La terre est pourvue des ressources nécessaires pour alimenter l'humanité entière. Il faut savoir les utiliser avec intelligence, en respectant l'environnement et les rythmes de la nature, en assurant l'équité et la justice dans les échanges commerciaux et une distribution des richesses qui tienne compte du devoir de la solidarité. Certains pourraient objecter que c'est là une grande et irréalisable utopie. L'enseignement social et l'action de l'Église montrent cependant le contraire: quand les hommes se convertissent à l'Évangile, ce projet de partage et de solidarité se réalise d'une manière extraordinaire.

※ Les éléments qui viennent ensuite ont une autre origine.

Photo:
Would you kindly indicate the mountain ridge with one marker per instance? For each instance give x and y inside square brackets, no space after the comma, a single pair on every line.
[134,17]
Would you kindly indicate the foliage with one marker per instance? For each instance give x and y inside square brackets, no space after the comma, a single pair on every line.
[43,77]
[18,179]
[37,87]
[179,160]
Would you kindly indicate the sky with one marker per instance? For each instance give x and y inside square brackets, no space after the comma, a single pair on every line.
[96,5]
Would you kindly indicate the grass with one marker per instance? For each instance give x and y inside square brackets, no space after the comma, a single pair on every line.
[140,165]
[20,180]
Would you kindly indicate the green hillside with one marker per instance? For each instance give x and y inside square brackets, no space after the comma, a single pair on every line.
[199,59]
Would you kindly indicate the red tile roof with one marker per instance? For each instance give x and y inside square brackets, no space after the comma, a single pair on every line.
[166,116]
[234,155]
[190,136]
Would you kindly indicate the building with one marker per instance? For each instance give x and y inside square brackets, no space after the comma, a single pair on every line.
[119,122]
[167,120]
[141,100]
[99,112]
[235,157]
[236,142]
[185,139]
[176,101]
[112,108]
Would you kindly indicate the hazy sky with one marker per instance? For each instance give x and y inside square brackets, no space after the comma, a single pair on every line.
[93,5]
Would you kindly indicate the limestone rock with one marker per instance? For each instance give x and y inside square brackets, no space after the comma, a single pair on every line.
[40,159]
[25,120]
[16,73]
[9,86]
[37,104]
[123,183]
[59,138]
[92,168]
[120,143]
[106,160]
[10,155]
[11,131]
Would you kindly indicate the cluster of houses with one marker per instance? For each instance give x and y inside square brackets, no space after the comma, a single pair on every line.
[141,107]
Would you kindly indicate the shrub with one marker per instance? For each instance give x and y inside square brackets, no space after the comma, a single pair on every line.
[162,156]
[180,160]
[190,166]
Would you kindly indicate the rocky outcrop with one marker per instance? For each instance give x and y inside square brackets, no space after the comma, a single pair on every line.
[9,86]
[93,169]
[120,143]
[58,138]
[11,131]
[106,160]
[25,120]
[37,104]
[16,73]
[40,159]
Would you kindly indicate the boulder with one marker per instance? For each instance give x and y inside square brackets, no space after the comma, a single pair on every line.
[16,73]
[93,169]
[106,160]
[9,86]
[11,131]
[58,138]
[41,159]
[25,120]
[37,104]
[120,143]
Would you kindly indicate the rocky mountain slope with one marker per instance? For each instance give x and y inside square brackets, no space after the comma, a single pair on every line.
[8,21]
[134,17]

4. En fait, alors que, d'un côté, nous voyons la destruction de grandes quantités de produits nécessaires à la vie de l'homme, d'un autre côté, nous apercevons avec tristesse de longues files de personnes qui attendent leur tour devant les soupes populaires ou auprès des convois des Organisations humanitaires chargés de distribuer des aides de toute sorte. Dans les métropoles modernes aussi, à la fermeture des marchés de quartier, il n'est pas rare d'apercevoir des inconnus qui se baissent pour ramasser les restes de marchandises abandonnés sur place.

Devant de telles scènes, révélatrices de contradictions profondes, comment ne pas éprouver un sentiment intime de révolte? Comment ne pas se sentir entraîné dans un élan spontané de charité chrétienne? Toutefois, la solidarité authentique ne s'improvise pas; ce n'est que grâce à un travail de formation patient et approfondi mené dès l'enfance que la solidarité devient un réflexe de la personne et englobe les divers domaines d'action et de responsabilité. Un processus de sensibilisation générale est nécessaire, afin d'impliquer toute la société. En collaboration cordiale avec les autres Confessions religieuses, l'Église catholique désire apporter sa contribution spécifique à ce processus. Il s'agit d'un effort fondamental de promotion de l'homme et de partage fraternel qui ne peut pas ne pas engager également les pauvres eux-mêmes, en faisant appel à leurs propres possibilités.

5. Chers Frères et Soeurs, en vous confiant ces réflexions pour le Carême, afin que vous les développiez individuellement et en communauté sous la conduite de vos Pasteurs, je vous exhorte à accomplir des gestes significatifs concrets, de nature à multiplier les quelques pains et les quelques poissons dont nous disposons. On agira ainsi valablement pour faire face aux différents besoins de ceux qui souffrent la faim; et ce sera une manière authentique de vivre la période providentielle du Carême, temps de conversion et de réconciliation.

Dans ces projets et ces engagements, que vous soutienne et vous réconforte la Bénédiction apostolique que je donne volontiers à chacun de vous, en demandant au Seigneur pour vous la grâce de prendre généreusement, par la prière et la pénitence, le chemin qui monte vers les célébrations de Pâques.

A Castelgandolfo, le 8 septembre 1995, fête de la Nativité de la Sainte Vierge Marie, en la dix-septième année de mon pontificat.